In drug discovery research, a drug candidate is typically a small molecule (ligand) that can make a strong binding to the drug target. The target is typically a protein that is either a receptor responsible for transmitting signals to a cell, or an enzyme that enhances the rate of chemical reactions. A drug candidate can interfere with these biological processes incurred by the target molecule, if it can bind with high affinity at specific binding sites. Therefore, scientists usually search available libraries of ligands for putative drug candidates; this process is called screening or docking. Biochemical screening, however, requires expensive lab equipment and takes considerable time. Alternatively, the initial phase of drug discovery nowadays involves virtual screening software tools that simulate binding of ligands and calculate binding affinities. Only drug candidates with high affinities (resulted from simulation) will be further studied in the wet lab.
Life Sciences, Biochemistry
AutoDock Vina is one of the most advanced software suites in molecular modeling simulation. It is especially effective for Protein-ligand docking. AutoDock Vina is available under the Apache license. AutoDock Vina achieves an approximately two orders of magnitude speed-up compared to the AutoDock 4 molecular docking software, while also significantly improving the accuracy of the binding mode predictions. Further speed-up is achieved from parallelism, by using multithreading on multi-core machines. AutoDock Vina automatically calculates the grid maps and clusters the grid maps and clusters the results in a way transparent to the user.
The workflow (shown below) starts with the Prepare component, which takes as input, the receptor file (on port 0), the configuration file (on port 1) and a list of ligands as a zipped file (on port 2). The Prepare component splits the ligands into distinct groups and passes them to the AdVina component, along with the receptor and configuration files. Several instances of the AdVina component are executed to process these ligand groups in parallel. Finally, the Collect component collects all the outputs, creates a sorted list of the binding energies, and packs the outputs into a single compressed file.

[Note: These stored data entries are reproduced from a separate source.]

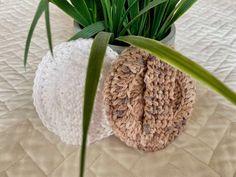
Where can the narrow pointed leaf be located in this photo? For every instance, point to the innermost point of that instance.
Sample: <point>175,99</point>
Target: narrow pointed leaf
<point>181,62</point>
<point>82,7</point>
<point>48,26</point>
<point>95,64</point>
<point>151,5</point>
<point>41,8</point>
<point>89,31</point>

The workflow dynamically maximizes parallelization granularity based on two restrictions: a minimum number of ligands per job is needed to minimize the overhead versus computation time; and, a maximum splitting factor is used to lower the overhead on gUSE.
A particular molecule related to the development of atherosclerosis has been studied for many years at the AMC. This molecule seems to be a natural mechanism to protect blood vessels from plaque development (=slows down the development of plaque).
There is interest in controlling the activation of this molecule with drugs, however to but this is not easy to do. The general understanding today is that it cannot be artificially controlled, however the researchers of the AMC still have hope.
Virtual screening for compounds that could activate this molecule is even more challenging because there is no obvious place to look at. Lots of docking simulations are needed. It is like looking for a needle in a haystack – without knowing upfront that the needle is actually there. Large screening experiments have been started at the AMC from the docking gateway to investigate means to activate this molecule. It will take many years still to find out whether this molecule can be activated with drugs.
PS: the name of the molecule is omitted here to protect intellectual rights of the AMC researchers.
- MM Jaghoori, et al. A Grid-Enabled Virtual Screening Gateway. In the 6th International Workshop on Science Gateways (IWSG 2014), pages 24-29.